AFFAIRE MAZZEI c. ITALIE

(Requête no 69502/01)

ARRÊT

STRASBOURG

6 avril 2006

DÉFINITIF

06/07/2006

Cet arrêt deviendra définitif dans les conditions définies à l’article 44 § 2 de la Convention. Il peut subir des retouches de forme.


En l’affaire Mazzei c. Italie,

La Cour européenne des Droits de l’Homme (troisième section), siégeant en une chambre composée de :

MM. B.M. Zupančič, président,
J. Hedigan,
L. Caflisch,
C. Bîrsan,
V. Zagrebelsky,
Mmes A. Gyulumyan,
R. Jaeger, juges,
et de M. V. Berger, greffier de section,

Après en avoir délibéré en chambre du conseil les 24 février 2005 et 16 mars 2006,

Rend l’arrêt que voici, adopté à cette dernière date :

PROCÉDURE

1. A l’origine de l’affaire se trouve une requête (no 69502/01) dirigée contre la République italienne et dont deux ressortissants de cet Etat, Mme Bianca Lucia Mazzei et M. Francesco Edmondo Mazzei (« les requérants »), ont saisi la Cour le 10 mars 2001 en vertu de l’article 34 de la Convention de sauvegarde des Droits de l’Homme et des Libertés fondamentales (« la Convention »).

2. Les requérants sont représentés par Me M. Graziani, avocat à Milan.
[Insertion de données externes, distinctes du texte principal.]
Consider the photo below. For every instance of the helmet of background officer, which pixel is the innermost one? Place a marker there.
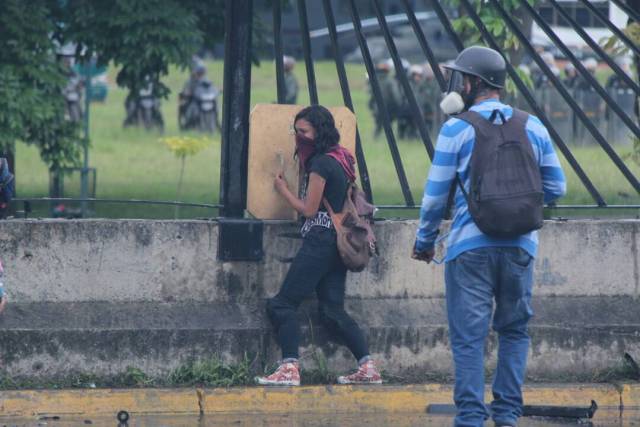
(288, 62)
(475, 70)
(428, 71)
(590, 64)
(416, 73)
(198, 69)
(570, 70)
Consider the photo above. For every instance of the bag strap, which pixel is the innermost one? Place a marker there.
(335, 218)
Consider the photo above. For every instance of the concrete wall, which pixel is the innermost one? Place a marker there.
(100, 295)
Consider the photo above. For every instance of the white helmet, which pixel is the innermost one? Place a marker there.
(590, 64)
(416, 69)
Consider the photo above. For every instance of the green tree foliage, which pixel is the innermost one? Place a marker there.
(142, 38)
(31, 82)
(498, 28)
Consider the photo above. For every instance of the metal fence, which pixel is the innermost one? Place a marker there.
(581, 113)
(597, 115)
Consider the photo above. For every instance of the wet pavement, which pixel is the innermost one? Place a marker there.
(603, 418)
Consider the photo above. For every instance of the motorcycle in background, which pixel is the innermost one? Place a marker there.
(200, 110)
(144, 109)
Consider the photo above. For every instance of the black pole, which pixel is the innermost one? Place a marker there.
(235, 112)
(615, 30)
(422, 40)
(306, 48)
(560, 87)
(583, 71)
(382, 106)
(522, 87)
(277, 46)
(416, 111)
(593, 45)
(346, 96)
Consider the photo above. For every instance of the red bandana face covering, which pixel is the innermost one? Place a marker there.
(305, 149)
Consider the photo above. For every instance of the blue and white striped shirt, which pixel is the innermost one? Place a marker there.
(453, 152)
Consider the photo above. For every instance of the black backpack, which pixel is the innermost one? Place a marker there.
(505, 196)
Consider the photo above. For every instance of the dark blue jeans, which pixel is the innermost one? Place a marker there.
(316, 267)
(474, 280)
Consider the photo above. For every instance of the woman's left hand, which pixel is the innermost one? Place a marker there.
(280, 183)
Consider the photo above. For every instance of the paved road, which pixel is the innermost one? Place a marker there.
(604, 418)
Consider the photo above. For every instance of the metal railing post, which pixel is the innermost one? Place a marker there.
(235, 112)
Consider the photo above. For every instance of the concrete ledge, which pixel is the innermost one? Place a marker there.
(96, 296)
(316, 399)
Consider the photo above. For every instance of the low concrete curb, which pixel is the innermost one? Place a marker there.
(316, 399)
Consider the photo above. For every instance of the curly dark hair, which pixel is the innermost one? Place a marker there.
(322, 122)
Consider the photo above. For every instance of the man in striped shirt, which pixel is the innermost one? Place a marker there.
(480, 268)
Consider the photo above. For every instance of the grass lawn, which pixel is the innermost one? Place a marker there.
(133, 164)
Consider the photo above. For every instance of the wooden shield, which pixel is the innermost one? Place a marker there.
(271, 149)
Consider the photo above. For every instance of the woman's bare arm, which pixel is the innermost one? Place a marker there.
(310, 205)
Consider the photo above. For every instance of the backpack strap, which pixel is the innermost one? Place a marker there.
(336, 218)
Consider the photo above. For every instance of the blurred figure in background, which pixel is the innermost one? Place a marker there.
(390, 95)
(290, 82)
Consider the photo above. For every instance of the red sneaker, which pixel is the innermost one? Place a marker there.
(367, 373)
(287, 374)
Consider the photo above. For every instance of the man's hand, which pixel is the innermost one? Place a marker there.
(426, 256)
(280, 183)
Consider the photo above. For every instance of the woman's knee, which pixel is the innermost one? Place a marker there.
(333, 317)
(279, 310)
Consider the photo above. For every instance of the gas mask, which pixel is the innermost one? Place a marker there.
(456, 100)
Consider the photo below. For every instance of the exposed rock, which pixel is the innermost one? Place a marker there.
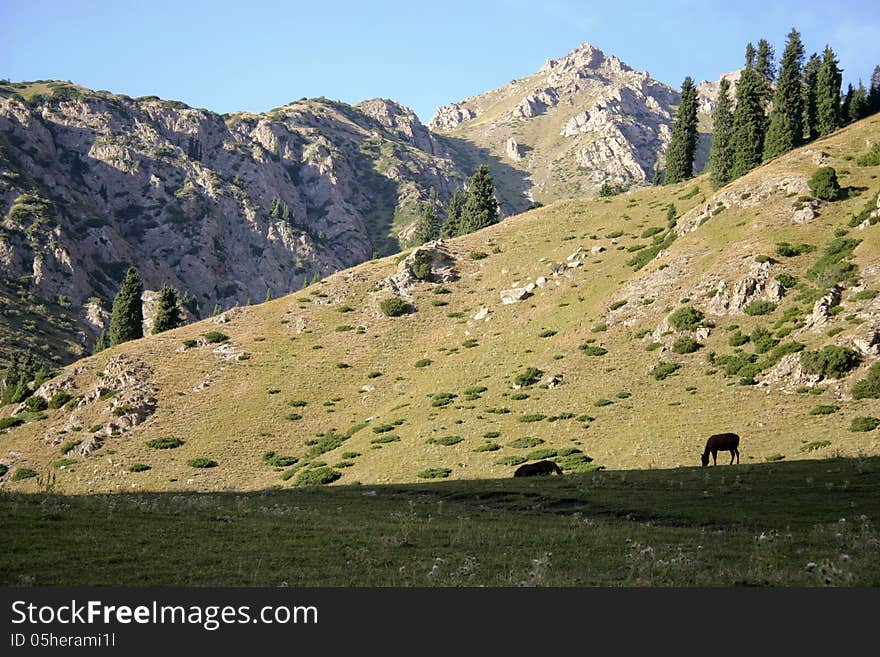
(429, 262)
(514, 295)
(821, 315)
(512, 149)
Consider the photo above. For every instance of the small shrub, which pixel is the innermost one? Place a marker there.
(35, 404)
(24, 473)
(824, 409)
(687, 318)
(815, 445)
(830, 361)
(511, 460)
(685, 345)
(759, 307)
(394, 307)
(202, 462)
(864, 424)
(664, 369)
(318, 476)
(824, 185)
(528, 377)
(169, 442)
(434, 473)
(869, 387)
(59, 399)
(525, 443)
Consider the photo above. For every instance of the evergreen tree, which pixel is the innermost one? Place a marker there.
(749, 121)
(126, 319)
(427, 225)
(683, 145)
(874, 92)
(168, 315)
(858, 105)
(452, 227)
(844, 105)
(480, 208)
(786, 129)
(766, 68)
(721, 153)
(811, 71)
(828, 81)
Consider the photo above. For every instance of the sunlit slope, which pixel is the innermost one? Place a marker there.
(325, 378)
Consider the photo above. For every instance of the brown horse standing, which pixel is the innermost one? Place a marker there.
(721, 442)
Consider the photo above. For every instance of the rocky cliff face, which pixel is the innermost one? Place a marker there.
(225, 208)
(580, 121)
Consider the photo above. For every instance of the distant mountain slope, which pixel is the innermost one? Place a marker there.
(581, 120)
(615, 332)
(225, 208)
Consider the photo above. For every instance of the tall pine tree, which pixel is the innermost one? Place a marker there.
(452, 227)
(168, 315)
(126, 320)
(811, 71)
(427, 225)
(828, 81)
(480, 208)
(683, 145)
(721, 153)
(749, 121)
(786, 129)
Le gouvernement défendeur est représenté par son agent, M. I.M. Braguglia, et son coagent, M. F. Crisafulli.

3. Le 24 février 2005, la Cour a déclaré la requête recevable.

EN FAIT

I. LES CIRCONSTANCES DE L’ESPÈCE

4. Les requérants sont nés respectivement en 1966 et 1963 et résident à Campagnano de Rome.

5. Les requérants sont propriétaires d’un appartement à Rome, qu’ils avaient loué à M. T.

6. Par une lettre recommandée envoyée à une date non précisée, les requérants informèrent le locataire de leur intention de mettre fin à la location à l’expiration du bail, soit le 31 décembre 1987, et le prièrent de libérer les lieux avant cette date.

7. Par un acte notifié le 17 juin 1986 les requérants réitérèrent l’avis de congé et assignèrent l’intéressé à comparaître devant le juge d’instance de Rome.

8. Par une ordonnance du 11 décembre 1986, ce dernier confirma formellement le congé du bail et décida que les lieux devaient être libérés au plus tard le 31 décembre 1988. Cette décision devint exécutoire le 11 décembre 1986.

9. Le 4 novembre 1994, les requérants signifièrent au locataire le commandement de libérer l’appartement.

10. Le 22 novembre 1994, ils lui signifièrent l’avis que l’expulsion serait exécutée le 13 décembre 1994 par voie d’huissier de justice.

11. Entre le 13 décembre 1994 et le 28 novembre 2000, l’huissier de justice procéda à vingt-deux tentatives d’expulsion. Ces tentatives se soldèrent toutes par un échec, l’échelonnement de l’exécution des décisions d’expulsion ne permettant pas aux requérants de bénéficier du concours de la force publique.

12. Le 28 novembre 2000, les requérants récupérèrent leur appartement.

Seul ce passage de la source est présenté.